The popularity of young bull finishing has been in gradual decline among Irish beef farmers over the past decade.

Many larger-scale beef farmers who had been finishing bulls for years have transitioned to finishing bullocks and heifers over the past number of years and the primary reason for this trend is market demand.

According to figures from Bord Bia, in 2021, there were just under 130,000 young bulls processed in Ireland, compared with 675,000 steers.

When we compare these figures to 2012, we see the annual slaughterings included approximately 207,000 young bulls and just 466,000 steers.

While the reduction in young bull finishing has been primarily as a result of beef market demands, the general increase in concentrate feed costs over this period has also been a factor.

Different beef processors in Ireland have specific preferences in relation to the animals that they purchase and this is dictated by the markets and customers these beef processors supply.

For example, beef processors with major retail customers in Ireland and the UK tend to focus on filling their kill sheets primarily with in-spec steers and heifers.

Farmers planning on finishing young bulls have long been advised to consult with their intended meat plant in advance of having finished bulls to sell. According to Bord Bia, this is because there are fewer market outlets available for the resulting product, than for steer or heifer beef.

EU Markets

EU markets accounted for some 49%, or €1.02 billion, of Irish beef exports in 2021, according to Bord Bia figures

In Germany, the Netherlands, Belgium and Italy, Irish beef is now, by and large, sold at a premium to local product.

Customers in these markets readily recognise the distinctly different visual appearance and eating quality attributes of prime Irish steer and heifer beef in comparison with the local offer.

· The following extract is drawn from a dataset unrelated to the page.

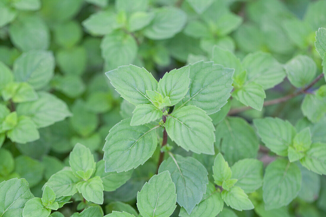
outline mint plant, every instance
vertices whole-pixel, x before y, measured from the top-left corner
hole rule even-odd
[[[1,0],[0,217],[326,215],[326,0]]]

Throughout the past decade, Bord Bia has noted that feedback from the market has consistently been that young bull beef is viewed as a commodity product, similar to what is abundantly available across the continent.

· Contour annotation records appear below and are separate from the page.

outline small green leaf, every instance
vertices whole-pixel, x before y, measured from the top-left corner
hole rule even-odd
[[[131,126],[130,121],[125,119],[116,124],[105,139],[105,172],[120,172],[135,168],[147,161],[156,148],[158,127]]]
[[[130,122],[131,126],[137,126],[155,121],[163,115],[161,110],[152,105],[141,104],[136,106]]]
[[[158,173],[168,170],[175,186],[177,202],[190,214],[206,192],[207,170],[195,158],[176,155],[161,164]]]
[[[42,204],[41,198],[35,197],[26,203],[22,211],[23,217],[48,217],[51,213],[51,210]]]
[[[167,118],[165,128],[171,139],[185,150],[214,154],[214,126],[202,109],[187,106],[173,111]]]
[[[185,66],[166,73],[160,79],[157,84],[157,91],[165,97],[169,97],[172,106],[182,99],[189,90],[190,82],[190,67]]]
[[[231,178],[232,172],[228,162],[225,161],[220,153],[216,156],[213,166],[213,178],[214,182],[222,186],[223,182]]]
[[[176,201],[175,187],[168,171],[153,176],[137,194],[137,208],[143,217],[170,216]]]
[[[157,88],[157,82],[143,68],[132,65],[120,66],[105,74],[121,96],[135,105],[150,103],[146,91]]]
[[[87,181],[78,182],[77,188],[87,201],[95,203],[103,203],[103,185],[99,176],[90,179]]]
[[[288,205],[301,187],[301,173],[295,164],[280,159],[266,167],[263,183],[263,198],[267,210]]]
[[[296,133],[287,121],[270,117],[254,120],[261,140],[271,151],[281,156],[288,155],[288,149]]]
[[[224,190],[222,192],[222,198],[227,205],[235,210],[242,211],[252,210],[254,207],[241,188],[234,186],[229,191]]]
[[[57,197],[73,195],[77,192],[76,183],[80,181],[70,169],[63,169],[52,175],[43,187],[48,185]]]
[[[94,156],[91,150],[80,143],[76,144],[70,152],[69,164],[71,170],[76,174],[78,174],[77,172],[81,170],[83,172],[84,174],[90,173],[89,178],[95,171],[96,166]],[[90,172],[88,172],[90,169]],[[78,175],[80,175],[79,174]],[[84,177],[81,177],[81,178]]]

By contrast, prime Irish steer and heifer beef represents a significant point of difference, which is more easily complemented in promotion by Irish provenance, grass-based imagery and the further positive credentials offered under Quality Assurance and Origin Green.

UK markets

The UK market is also of fundamental importance, representing 42%, or €880 million of Irish beef exports last year.

Irish beef enjoys an 80% share of total beef imports to the UK. It is stocked by the top three British retailers (Tesco, Asda, Sainsbury’s) and remains the only imported beef in the mainstream UK retail channel.

There is a limited acceptance of beef from certain young bulls (under-16 months) amongst these customers, as a substitute for steer or heifer product, which is their preferred supply.

Awards

Furthermore, Irish beef has achieved numerous culinary accolades and endorsements achieved internationally, which include the World Steak Challenge, BEEF magazine in Germany, Bocuse d’Or in France and over 90 Michelin-starred chefs within Bord Bia’s Chefs Irish Beef Club.

According to Bord Bia, these awards would not have been possible with product from young bulls.

Bull beef prices

Over recent months, young bull prices have experienced a positive uplift across Europe.

This has been partly driven by a lift in demand for manufacturing beef, and an advantage of young bulls is that they generate a high yield of lean forequarter meat.

Prices for the week ending February 6, show the EU-average R3 carcase price for this category was equivalent to €4.57/kg, compared with €4.35/kg (excluding VAT) for R3 steers.

However, the Irish steer price has outperformed its European counterpart during eight of the past ten years.

In 2021, Irish R3 steers averaged €4.07/kg (excluding VAT) for the year, against €3.91/kg for EU young bulls of the same grade.